Try to find a way to keep each memory access as close to the previous memory access for best performance.
I seems very interesting. Could you elaborate a bit on that?
Thanks
Jack
It's a general statement.
1) Storing bits instead of bytes (if all you need is 1s and 0s) helps because all your data is much, much closer together.
2) If you calculate only 1 step and reuse the other 254 (or if you can do that even if you aren't already), you, again, can touch only the memory in that step. Otherwise, do you calculate all steps for an agent, then move to the next agent? If so, store all steps together in memory. (agent1_step1, agent1_step2, ..., agent1_step255, agent2_step1, agent2_step2, ...) Or... do you loop through all agents on step 1, then all agents on step 2, etc.? In that case, your memory should be structured the same (agent1_step1, agent2_step1, ..., agent20_step1, agent1_step2, agent2_step2, ...)
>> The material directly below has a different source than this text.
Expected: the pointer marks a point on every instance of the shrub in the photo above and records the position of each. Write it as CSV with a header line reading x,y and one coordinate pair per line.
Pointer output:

3) And so on, and so on.... the point is that even if you access memory randomly, there is some overall pattern you can take advantage of so that they are still locally similar. Even better is if you can process pixels in your agents sequentially... but it's still not totally clear what you're doing and how you're doing it so that's about all I can tell you. Maybe you can get even trickier and trickier (working on multiple bits at a time, multithreading, etc) but who knows. Start with access patterns as mentioned above...